Çelişkiler içinde kaybolmamak elde değil.

 

*****

Korona virüs salgınına karşı aşılamada büyük başarı sağlandığı anlatılırken,

                 Nüfusun ancak %1’nin aşılandı haberi ve bedelsiz gelen 1 milyon doz aşının bir firma üzerinden dozu 12 dolardan devlete satıldı iddiaları…

                Salgınla mücadele diye bir yıldır eve kapatılan 65 yaşın üstündeki yurttaşların sorununa çözüm beklenirken,

               İstanbul’da toplu taşım araçlarına binmelerinin yasaklanması ve başta RTE olmak üzere sağlığa bakanın omuz omuza bir cenaze törenine katılması…

              Salgını önlemek adına insanlar bir araya gelmesin diye kapatılan kafe, lokanta ve benzeri işyerlerinin ve çalışanlarının, yasaklanan sanat etkinlikleri ile açlığa terk edilen sanatçıların sorunlarına çare beklerken,

                      AKP’nin kendi üyelerinin ve taraftarlarının sağlığını hiçe sayacak şekilde kongrelerini spor salonlarında izdiham yaratacak şekilde yapması ve bu durumdan AKP genel başkanı RTE’nin büyük mutluluk duyması,

Kongreye katılanlara promosyon olarak bedelsiz korona virüs testi yapılması,

Kongrelerin yapıldığı Ordu’da, Trabzon’da, Rize’de salgına yakalananların sayısının arttığı

               Ülkemizin yönetiminden tek başına yetkili ve sorumlu olan RTE’nin yine yeniden bir müjde vermeye hazırlanırken,

                Gara operasyonunda kaçırılan yurttaşlarımızın katledildikleri haberinin gelmesi ve bu olayın sorumlusu olarak Devletin gösterilmesi…

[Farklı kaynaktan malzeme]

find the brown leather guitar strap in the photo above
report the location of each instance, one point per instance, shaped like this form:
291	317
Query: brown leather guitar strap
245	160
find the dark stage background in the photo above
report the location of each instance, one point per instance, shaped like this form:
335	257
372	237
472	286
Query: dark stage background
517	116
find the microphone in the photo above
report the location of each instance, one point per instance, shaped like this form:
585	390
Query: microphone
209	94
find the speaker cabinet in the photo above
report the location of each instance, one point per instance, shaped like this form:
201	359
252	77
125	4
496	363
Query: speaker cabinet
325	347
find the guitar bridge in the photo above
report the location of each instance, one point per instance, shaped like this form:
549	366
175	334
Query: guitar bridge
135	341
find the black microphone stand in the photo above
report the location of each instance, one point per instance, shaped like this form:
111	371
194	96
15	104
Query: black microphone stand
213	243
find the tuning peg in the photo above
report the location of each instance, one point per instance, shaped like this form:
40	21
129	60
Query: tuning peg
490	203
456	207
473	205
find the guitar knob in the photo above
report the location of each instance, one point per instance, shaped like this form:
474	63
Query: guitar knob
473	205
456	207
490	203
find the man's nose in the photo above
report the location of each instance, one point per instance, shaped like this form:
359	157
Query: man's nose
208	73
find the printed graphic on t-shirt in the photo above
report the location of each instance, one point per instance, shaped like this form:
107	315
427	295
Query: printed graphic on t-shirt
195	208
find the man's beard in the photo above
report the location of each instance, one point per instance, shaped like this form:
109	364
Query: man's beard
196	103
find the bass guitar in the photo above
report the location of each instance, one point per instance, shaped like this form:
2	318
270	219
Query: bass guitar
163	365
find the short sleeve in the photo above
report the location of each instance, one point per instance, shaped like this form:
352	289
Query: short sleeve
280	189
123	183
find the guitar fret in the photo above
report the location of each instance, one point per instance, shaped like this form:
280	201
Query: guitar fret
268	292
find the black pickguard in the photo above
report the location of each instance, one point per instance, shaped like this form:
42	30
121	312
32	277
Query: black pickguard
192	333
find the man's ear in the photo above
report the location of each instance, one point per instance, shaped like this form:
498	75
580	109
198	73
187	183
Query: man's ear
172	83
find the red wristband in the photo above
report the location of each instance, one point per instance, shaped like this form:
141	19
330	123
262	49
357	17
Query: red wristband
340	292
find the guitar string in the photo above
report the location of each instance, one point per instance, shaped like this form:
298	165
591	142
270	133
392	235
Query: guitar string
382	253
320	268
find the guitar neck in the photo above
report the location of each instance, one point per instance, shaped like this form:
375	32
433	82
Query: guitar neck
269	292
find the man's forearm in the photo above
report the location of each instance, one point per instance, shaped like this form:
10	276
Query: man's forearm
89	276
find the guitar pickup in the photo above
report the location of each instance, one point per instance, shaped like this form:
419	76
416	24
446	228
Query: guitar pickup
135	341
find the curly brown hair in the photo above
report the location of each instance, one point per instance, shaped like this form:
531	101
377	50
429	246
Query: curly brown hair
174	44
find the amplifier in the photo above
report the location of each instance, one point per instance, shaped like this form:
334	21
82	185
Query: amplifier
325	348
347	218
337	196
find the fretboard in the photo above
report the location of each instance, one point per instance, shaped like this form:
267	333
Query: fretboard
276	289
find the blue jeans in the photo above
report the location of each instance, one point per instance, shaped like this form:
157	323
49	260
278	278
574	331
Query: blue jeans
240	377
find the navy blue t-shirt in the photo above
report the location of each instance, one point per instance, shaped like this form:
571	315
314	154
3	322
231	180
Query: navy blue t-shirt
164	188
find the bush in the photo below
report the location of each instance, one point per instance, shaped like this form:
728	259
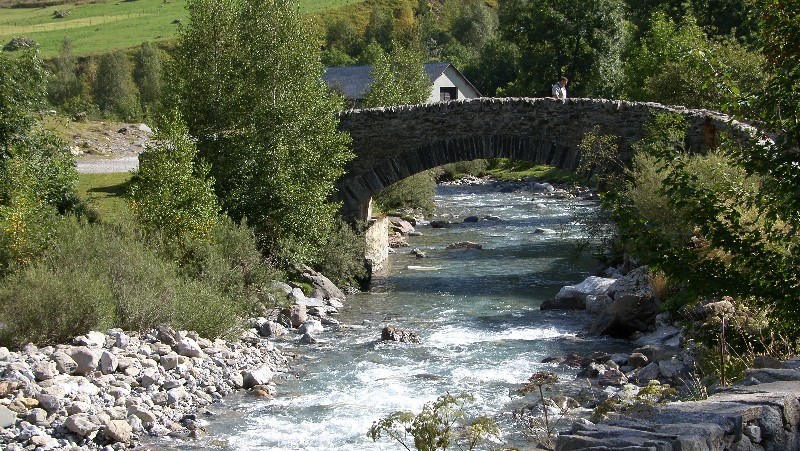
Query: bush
454	171
415	192
342	258
44	306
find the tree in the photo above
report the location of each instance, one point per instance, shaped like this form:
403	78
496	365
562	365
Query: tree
172	195
250	85
398	78
676	63
114	89
147	76
37	176
380	28
63	84
556	38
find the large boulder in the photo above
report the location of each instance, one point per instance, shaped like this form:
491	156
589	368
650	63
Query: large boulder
573	297
391	333
630	313
323	288
86	359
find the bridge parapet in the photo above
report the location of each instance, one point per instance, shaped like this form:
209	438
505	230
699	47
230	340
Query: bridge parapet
395	142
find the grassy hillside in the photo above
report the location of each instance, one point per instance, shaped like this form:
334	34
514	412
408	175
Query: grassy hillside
108	24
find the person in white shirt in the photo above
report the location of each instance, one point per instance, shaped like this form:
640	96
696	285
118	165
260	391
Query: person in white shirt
560	89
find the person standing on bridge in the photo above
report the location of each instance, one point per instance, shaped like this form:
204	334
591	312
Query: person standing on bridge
560	89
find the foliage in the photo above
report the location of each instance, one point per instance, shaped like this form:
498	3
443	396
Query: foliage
555	38
147	76
342	257
507	169
454	171
414	192
441	424
544	432
249	80
171	194
676	63
633	399
99	276
398	78
63	85
732	333
36	173
114	89
600	155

               Gara operasyonunda yitirilen yurttaşlarımızın üzüntüsünü yaşarken ve neler olduğunu öğrenmek isterken,

               RTE’nin operasyon hakkında sorduğu sorulara yanıt vermek yerine CHP genel başkanına Cumhuriyet tarihinde siyasette hiç duyulmamış sözlerle hakaret etmesi…

                Bu olaya başka bir boyut vererek kendilerini aklamaya çalışan AKP Genel Başkan Yardımcısının “seçimlerde 4 tane oy alabilmek için olmadık kalıba giriyorsunuz. Lanet olsun oylarına. Onların oylarının Allah belasını versin” sözleriyle hakaret etmesi…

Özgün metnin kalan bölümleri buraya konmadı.